Psychedelic Trips: Travel Within the United States to Use Psychedelic Drugs After Legalization.

Annals of emergency medicine June 30, 2025 Joshua C Black, Karilynn M Rockhill, Evelyn J Fox et al. 4 citations

About one-third of US adults who used psychedelics in the past year traveled out of state to do so, primarily to Colorado and Oregon, which have decriminalized natural psychedelics. Travelers were more likely than nontravelers to report anxiety or depression symptoms and to have visited an emergency department or urgent care for a psychedelic-related issue. They were also more likely to use psychedelics for medical symptoms, at healing centers, or at ceremonial sites. Emergency physicians in both legalized and nonlegal states should be aware that travel for psychedelic use is common and may carry risks of adverse outcomes.

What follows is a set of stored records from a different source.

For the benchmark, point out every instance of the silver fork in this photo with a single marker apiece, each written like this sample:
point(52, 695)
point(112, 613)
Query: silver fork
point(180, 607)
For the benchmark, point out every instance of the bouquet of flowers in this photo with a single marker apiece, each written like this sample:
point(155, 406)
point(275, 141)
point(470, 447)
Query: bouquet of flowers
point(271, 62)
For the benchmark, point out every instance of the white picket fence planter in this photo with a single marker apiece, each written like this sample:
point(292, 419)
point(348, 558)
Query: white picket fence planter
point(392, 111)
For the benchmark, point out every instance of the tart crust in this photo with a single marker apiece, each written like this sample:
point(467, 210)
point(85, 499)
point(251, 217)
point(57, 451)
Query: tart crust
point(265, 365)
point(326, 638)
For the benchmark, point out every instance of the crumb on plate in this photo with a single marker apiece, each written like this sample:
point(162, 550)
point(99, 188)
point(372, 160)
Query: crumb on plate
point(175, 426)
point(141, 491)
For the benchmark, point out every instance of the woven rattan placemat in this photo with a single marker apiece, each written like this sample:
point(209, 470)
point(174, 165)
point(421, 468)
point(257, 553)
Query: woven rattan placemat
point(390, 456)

Fusing Specialized Surveys of Rare Populations to Larger Surveys for Generalized Inference: Cross-Sectional Survey Study.

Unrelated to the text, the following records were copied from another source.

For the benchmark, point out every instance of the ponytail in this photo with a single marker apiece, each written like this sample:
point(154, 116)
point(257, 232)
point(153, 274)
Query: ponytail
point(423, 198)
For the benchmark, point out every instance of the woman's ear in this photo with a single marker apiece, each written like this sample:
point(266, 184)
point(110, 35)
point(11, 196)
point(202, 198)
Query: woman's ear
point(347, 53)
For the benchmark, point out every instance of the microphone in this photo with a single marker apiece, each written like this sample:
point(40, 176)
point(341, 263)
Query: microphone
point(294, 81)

Journal of medical Internet research April 27, 2026 Karilynn M Rockhill, Elizabeth A Bemis, Nicole Schow et al. 2 citations

Combining a large representative survey with a smaller survey focused on psychedelic drugs can produce generalizable estimates of rare behaviors like drug use without adding burdensome questions to the big survey. Researchers used calibration weighting to transport estimates from a psychedelic-enriched survey (two waves, total over 4,300 adults) to a representative anchor survey (two waves, total over 57,000 adults). The method showed good internal consistency, with transport biases under 0.4 percentage points for demographics, health, and substance use. External validity improved for health and substance use estimates after fusion. Using the fused data, recreational use of psilocybin (92.9%), LSD (93.2%), and MDMA (93.3%) was far more common than medical use (30.9%, 26.4%, and 21.1%, respectively). This approach expands surveillance epidemiology for rare behaviors.

Psychedelic Terminology Preference in the 2024 National Survey Investigating Hallucinogenic Trends (NSIHT).

Journal of psychoactive drugs March 16, 2026 Faith E Lyons, Karilynn M Rockhill, Evelyn J Fox et al.

Adults who used a psychedelic in the past year most prefer surveys that use specific substance names (e.g., psilocybin, ayahuasca) over umbrella terms. In a cross-sectional survey of 2,306 respondents, specific substance names received the highest preference (median rank 3; 24.3% ranked first), followed by "psychedelics" (median rank 3; 19.4%). Terms like "hallucinogen," "medicines," and "entheogens" ranked lower. Preferences were consistent across age, education, and experience levels. The findings offer recommendations for terminology in future survey development.